Colgate has mastered the art of launching near substitutes for all new competitor
products. These sub brands offer enough motivation to customers to come back to
Colgate [7].
Modest success -1.ITC Sunfeast biscuit(2003) to Sunfeast Yippee noodles(2010)
Maggi comes in rectangular shape and for cooking it needs to be broken into pieces.
Yippee comes in round shape that easily fits into a vessel. Also Yippee positioned itself
as non sticky noodles. It steadily increased its market share from 0.7% in the year of
launch 2010 to 10.8% in 2014 (Euromonitor International). The ban of Maggi noodles
came as a godsend. By Dec 2015 Yipee increased its market share to 28.5% [8]. The
lack of availability of the leader coupled with a differentiated product led to a spurt in
Yippee’s market share.
-Pricing/promotion?
Success – Tata steel premiumization
Tata steel premiumized its offerings through Tata Steelium (cold rolled steel), Shaktee
(corrugate galvanized steel for rural housing) and Tiscon (construction steel). This is
one of the few attempts in India at b2b branding. The extent of success was, of course,
different in different product categories. The most successful was Steelium cold rolled
(CR) steel where Tatas could charge a premium of upto 25%. Steel produced from
ingots and billets is first converted to sheets through a process called hot rolling.
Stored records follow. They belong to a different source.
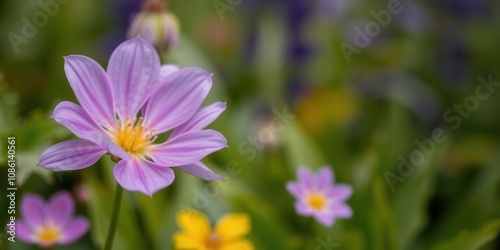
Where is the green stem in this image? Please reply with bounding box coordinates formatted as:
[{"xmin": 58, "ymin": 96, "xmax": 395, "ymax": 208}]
[{"xmin": 104, "ymin": 183, "xmax": 123, "ymax": 250}]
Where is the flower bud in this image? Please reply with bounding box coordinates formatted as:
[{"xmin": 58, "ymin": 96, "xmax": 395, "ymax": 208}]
[{"xmin": 127, "ymin": 0, "xmax": 180, "ymax": 53}]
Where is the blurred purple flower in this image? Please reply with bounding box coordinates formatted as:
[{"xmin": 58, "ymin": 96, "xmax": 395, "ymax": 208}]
[
  {"xmin": 16, "ymin": 191, "xmax": 89, "ymax": 248},
  {"xmin": 38, "ymin": 38, "xmax": 227, "ymax": 196},
  {"xmin": 127, "ymin": 0, "xmax": 180, "ymax": 52},
  {"xmin": 286, "ymin": 166, "xmax": 352, "ymax": 227}
]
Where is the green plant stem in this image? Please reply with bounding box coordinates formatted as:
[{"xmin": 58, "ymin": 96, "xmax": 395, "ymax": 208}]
[{"xmin": 104, "ymin": 183, "xmax": 123, "ymax": 250}]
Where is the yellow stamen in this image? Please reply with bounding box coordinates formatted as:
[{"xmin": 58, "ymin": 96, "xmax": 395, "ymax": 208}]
[
  {"xmin": 115, "ymin": 117, "xmax": 158, "ymax": 155},
  {"xmin": 38, "ymin": 226, "xmax": 61, "ymax": 245},
  {"xmin": 309, "ymin": 194, "xmax": 326, "ymax": 210}
]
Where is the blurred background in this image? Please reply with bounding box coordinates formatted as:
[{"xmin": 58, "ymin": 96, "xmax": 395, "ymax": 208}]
[{"xmin": 0, "ymin": 0, "xmax": 500, "ymax": 250}]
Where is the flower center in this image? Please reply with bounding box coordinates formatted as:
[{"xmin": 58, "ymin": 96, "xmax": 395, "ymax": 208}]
[
  {"xmin": 115, "ymin": 116, "xmax": 158, "ymax": 155},
  {"xmin": 309, "ymin": 194, "xmax": 326, "ymax": 210},
  {"xmin": 205, "ymin": 233, "xmax": 221, "ymax": 250},
  {"xmin": 38, "ymin": 226, "xmax": 61, "ymax": 245}
]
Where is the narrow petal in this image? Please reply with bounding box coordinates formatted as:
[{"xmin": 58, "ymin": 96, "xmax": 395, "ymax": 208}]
[
  {"xmin": 38, "ymin": 140, "xmax": 106, "ymax": 171},
  {"xmin": 316, "ymin": 166, "xmax": 333, "ymax": 190},
  {"xmin": 179, "ymin": 162, "xmax": 225, "ymax": 181},
  {"xmin": 47, "ymin": 191, "xmax": 75, "ymax": 227},
  {"xmin": 331, "ymin": 203, "xmax": 352, "ymax": 218},
  {"xmin": 329, "ymin": 184, "xmax": 352, "ymax": 201},
  {"xmin": 59, "ymin": 217, "xmax": 90, "ymax": 245},
  {"xmin": 220, "ymin": 240, "xmax": 255, "ymax": 250},
  {"xmin": 177, "ymin": 210, "xmax": 211, "ymax": 242},
  {"xmin": 295, "ymin": 201, "xmax": 312, "ymax": 217},
  {"xmin": 144, "ymin": 67, "xmax": 212, "ymax": 134},
  {"xmin": 64, "ymin": 55, "xmax": 115, "ymax": 126},
  {"xmin": 297, "ymin": 166, "xmax": 315, "ymax": 190},
  {"xmin": 215, "ymin": 213, "xmax": 251, "ymax": 242},
  {"xmin": 90, "ymin": 132, "xmax": 132, "ymax": 160},
  {"xmin": 173, "ymin": 233, "xmax": 203, "ymax": 249},
  {"xmin": 21, "ymin": 194, "xmax": 45, "ymax": 231},
  {"xmin": 150, "ymin": 130, "xmax": 227, "ymax": 166},
  {"xmin": 286, "ymin": 181, "xmax": 304, "ymax": 199},
  {"xmin": 52, "ymin": 101, "xmax": 103, "ymax": 140},
  {"xmin": 171, "ymin": 102, "xmax": 226, "ymax": 137},
  {"xmin": 160, "ymin": 64, "xmax": 180, "ymax": 78},
  {"xmin": 16, "ymin": 220, "xmax": 36, "ymax": 243},
  {"xmin": 113, "ymin": 159, "xmax": 175, "ymax": 196},
  {"xmin": 107, "ymin": 37, "xmax": 160, "ymax": 119}
]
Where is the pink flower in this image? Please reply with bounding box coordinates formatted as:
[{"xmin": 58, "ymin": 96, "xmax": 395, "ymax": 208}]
[
  {"xmin": 38, "ymin": 38, "xmax": 227, "ymax": 196},
  {"xmin": 16, "ymin": 192, "xmax": 89, "ymax": 247},
  {"xmin": 286, "ymin": 166, "xmax": 352, "ymax": 227}
]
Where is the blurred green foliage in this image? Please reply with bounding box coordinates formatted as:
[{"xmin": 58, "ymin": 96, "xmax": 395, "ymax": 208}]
[{"xmin": 0, "ymin": 0, "xmax": 500, "ymax": 250}]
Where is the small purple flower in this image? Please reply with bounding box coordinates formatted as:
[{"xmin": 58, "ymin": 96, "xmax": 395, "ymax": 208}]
[
  {"xmin": 127, "ymin": 0, "xmax": 180, "ymax": 52},
  {"xmin": 38, "ymin": 38, "xmax": 227, "ymax": 196},
  {"xmin": 16, "ymin": 191, "xmax": 89, "ymax": 248},
  {"xmin": 286, "ymin": 166, "xmax": 352, "ymax": 227}
]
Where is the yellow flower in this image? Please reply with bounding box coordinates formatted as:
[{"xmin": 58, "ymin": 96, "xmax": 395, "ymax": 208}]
[{"xmin": 174, "ymin": 210, "xmax": 254, "ymax": 250}]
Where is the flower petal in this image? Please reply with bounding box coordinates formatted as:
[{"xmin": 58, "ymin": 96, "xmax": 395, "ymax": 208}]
[
  {"xmin": 144, "ymin": 67, "xmax": 212, "ymax": 134},
  {"xmin": 179, "ymin": 162, "xmax": 226, "ymax": 181},
  {"xmin": 113, "ymin": 158, "xmax": 175, "ymax": 196},
  {"xmin": 171, "ymin": 102, "xmax": 226, "ymax": 137},
  {"xmin": 160, "ymin": 64, "xmax": 180, "ymax": 79},
  {"xmin": 15, "ymin": 220, "xmax": 36, "ymax": 243},
  {"xmin": 297, "ymin": 166, "xmax": 315, "ymax": 190},
  {"xmin": 21, "ymin": 194, "xmax": 46, "ymax": 231},
  {"xmin": 64, "ymin": 55, "xmax": 115, "ymax": 126},
  {"xmin": 286, "ymin": 181, "xmax": 304, "ymax": 199},
  {"xmin": 150, "ymin": 130, "xmax": 227, "ymax": 166},
  {"xmin": 52, "ymin": 102, "xmax": 102, "ymax": 140},
  {"xmin": 173, "ymin": 233, "xmax": 203, "ymax": 249},
  {"xmin": 220, "ymin": 240, "xmax": 255, "ymax": 250},
  {"xmin": 329, "ymin": 184, "xmax": 352, "ymax": 201},
  {"xmin": 215, "ymin": 213, "xmax": 251, "ymax": 242},
  {"xmin": 90, "ymin": 132, "xmax": 132, "ymax": 160},
  {"xmin": 177, "ymin": 210, "xmax": 211, "ymax": 242},
  {"xmin": 295, "ymin": 201, "xmax": 313, "ymax": 217},
  {"xmin": 47, "ymin": 191, "xmax": 75, "ymax": 227},
  {"xmin": 107, "ymin": 37, "xmax": 160, "ymax": 119},
  {"xmin": 38, "ymin": 140, "xmax": 106, "ymax": 171},
  {"xmin": 59, "ymin": 217, "xmax": 90, "ymax": 245},
  {"xmin": 316, "ymin": 166, "xmax": 333, "ymax": 190}
]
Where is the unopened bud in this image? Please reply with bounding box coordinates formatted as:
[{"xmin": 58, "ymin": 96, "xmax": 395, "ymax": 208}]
[{"xmin": 127, "ymin": 0, "xmax": 180, "ymax": 52}]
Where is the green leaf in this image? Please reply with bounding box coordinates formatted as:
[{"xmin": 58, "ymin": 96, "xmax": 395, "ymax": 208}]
[{"xmin": 432, "ymin": 220, "xmax": 500, "ymax": 250}]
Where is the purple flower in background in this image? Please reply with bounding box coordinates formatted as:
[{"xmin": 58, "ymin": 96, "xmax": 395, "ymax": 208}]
[
  {"xmin": 286, "ymin": 166, "xmax": 352, "ymax": 227},
  {"xmin": 127, "ymin": 0, "xmax": 180, "ymax": 52},
  {"xmin": 38, "ymin": 38, "xmax": 227, "ymax": 196},
  {"xmin": 16, "ymin": 192, "xmax": 89, "ymax": 247}
]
This is
followed by cold rolling to impart strength to steel. Major applications of CR steel are
bodies of automobile, washing machines and refrigerators. Prices of commodities could
be trading weak due to global recession. Steel prices might have therefore fallen. But
Tatas did manage to establish a brand and thereby charge a premium in CR coils.
Tatas could premiumize their steel because, at every stage of production their process
and output was superior to that of competition. The reasons for claiming premium are i)
the genuineness of the Tata brand ii) better adhesion of paint iii) glossier looks iv)
reduction in effort, investments and input [16].